The Operation Tone-Up® and Know Your Nutrients® programs are offered by Accept the Challenge, a national not-for-profit organization established in Arizona in 1995 to help end the epidemic of childhood obesity and improve children’s short and long-term health outcomes.
To date, more than one million children (ages 5-15) and adults have participated in the organization’s In-School and At Home nutrition and exercise programs
Students, teachers and parents immediately are able to make better food choices based on their nutrient needs, which has a long-term impact on their health and the community.
In addition, the program boosts the students’, teachers’ and parents’ self-image, because of the results they see in themselves. The results are long-lasting, as they develop into habits that will socially change the way they choose food and exercise. This directly relates back to a community’s need for an evidence-based program that can improve health and reduce health care costs.
The Mission of Accept The Challenge is to respond to our nation's number #1 health risk, "childhood obesity," by empowering youth, with accurate nutrition and exercise knowledge, and teaching them how to apply this knowledge to socially change the way they choose food and exercise to improve their health and change their life.
Our signature health and wellness program, Operation Tone-Up® (OTU) originally began as a 4-week, supplementary PE program during school hours that reached 1 million students in schools across the country, (Phoenix, Dallas, Chicago, El Paso, Sioux Falls, Oakland CA, and Albuquerque) as well as the Phoenix Boys and Girls Clubs, YMCA and the Phoenix Day School for the Deaf.
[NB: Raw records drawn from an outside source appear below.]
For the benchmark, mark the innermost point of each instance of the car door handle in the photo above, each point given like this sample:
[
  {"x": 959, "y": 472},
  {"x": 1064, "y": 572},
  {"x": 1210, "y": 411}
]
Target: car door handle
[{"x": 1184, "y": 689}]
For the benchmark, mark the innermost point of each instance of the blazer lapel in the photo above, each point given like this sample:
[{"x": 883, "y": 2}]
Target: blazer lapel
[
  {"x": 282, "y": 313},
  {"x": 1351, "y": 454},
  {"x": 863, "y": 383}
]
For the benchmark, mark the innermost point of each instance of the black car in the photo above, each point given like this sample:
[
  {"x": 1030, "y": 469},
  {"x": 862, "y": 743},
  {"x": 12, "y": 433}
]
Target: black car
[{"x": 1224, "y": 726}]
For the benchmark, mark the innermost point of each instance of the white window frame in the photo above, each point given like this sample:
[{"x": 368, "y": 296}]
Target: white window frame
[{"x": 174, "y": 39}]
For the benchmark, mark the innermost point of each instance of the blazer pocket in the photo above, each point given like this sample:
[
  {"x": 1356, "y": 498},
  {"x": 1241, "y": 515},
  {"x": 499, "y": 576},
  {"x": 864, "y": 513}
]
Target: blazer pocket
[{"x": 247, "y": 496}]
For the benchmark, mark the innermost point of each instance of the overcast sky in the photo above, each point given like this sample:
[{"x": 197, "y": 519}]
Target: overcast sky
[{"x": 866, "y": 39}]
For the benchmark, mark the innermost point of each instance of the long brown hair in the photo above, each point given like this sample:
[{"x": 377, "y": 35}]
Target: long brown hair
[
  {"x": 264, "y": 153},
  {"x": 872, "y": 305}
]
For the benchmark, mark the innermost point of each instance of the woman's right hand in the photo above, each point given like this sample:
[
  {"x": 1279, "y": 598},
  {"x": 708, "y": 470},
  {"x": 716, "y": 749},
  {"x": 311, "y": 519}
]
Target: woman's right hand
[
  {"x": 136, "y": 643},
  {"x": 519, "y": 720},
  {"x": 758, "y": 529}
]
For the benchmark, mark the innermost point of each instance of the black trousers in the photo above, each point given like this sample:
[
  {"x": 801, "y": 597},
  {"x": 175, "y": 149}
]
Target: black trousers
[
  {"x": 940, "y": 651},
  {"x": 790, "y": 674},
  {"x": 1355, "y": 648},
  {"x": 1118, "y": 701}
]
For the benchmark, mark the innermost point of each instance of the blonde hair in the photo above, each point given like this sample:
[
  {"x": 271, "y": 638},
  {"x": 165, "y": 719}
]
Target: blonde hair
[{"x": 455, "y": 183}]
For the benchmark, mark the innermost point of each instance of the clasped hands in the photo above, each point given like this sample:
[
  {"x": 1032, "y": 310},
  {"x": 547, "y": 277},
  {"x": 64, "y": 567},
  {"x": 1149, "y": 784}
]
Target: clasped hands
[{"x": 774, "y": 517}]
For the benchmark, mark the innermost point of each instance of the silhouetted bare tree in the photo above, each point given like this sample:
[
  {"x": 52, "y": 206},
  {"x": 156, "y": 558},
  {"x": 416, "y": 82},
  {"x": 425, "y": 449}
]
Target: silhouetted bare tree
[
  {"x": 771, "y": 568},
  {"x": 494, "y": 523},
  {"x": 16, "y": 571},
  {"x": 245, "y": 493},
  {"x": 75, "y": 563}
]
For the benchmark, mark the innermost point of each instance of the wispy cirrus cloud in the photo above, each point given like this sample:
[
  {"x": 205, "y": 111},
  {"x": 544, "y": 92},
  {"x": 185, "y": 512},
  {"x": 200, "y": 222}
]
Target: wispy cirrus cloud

However, PE programs were being cut in many School Districts, and Accept The Challenge (ATC) decided it needed to bring OTU into-the-classroom, where all students in each grade level (3-6) must participate in the program’s exercises and learn about the top six nutrients (carbohydrates, water, protein, fat, vitamins and minerals).
Major program advances for the current program format started in 2004, when ATC aligned OTU with State and National Standards, along with an emphasis on effective classroom strategies such as turnkey instructional materials (teacher’s manuals and student workbooks, plus homework assignments that involved the student’s parents). ATC also added aerobic exercise routines with innovative music on CDs and DVDs to make it easier for regular classroom teachers to implement the program, teach proper exercise form, enforce exercise time duration, and motivate the children.
The program has been continuously improved for over a decade based on real-life program experience, and feedback from students, teachers, parents and administrators. OTU was then refined even more via studies performed in school districts in five major U.S. cities, Phoenix, Tucson, Dallas, Chicago, and Sioux Falls.
In fact, OTU has been identified by U.S. Secretary of Education, Arne Duncan, as a best practice, based upon implementation with 10,000 students in the Chicago Public Schools district.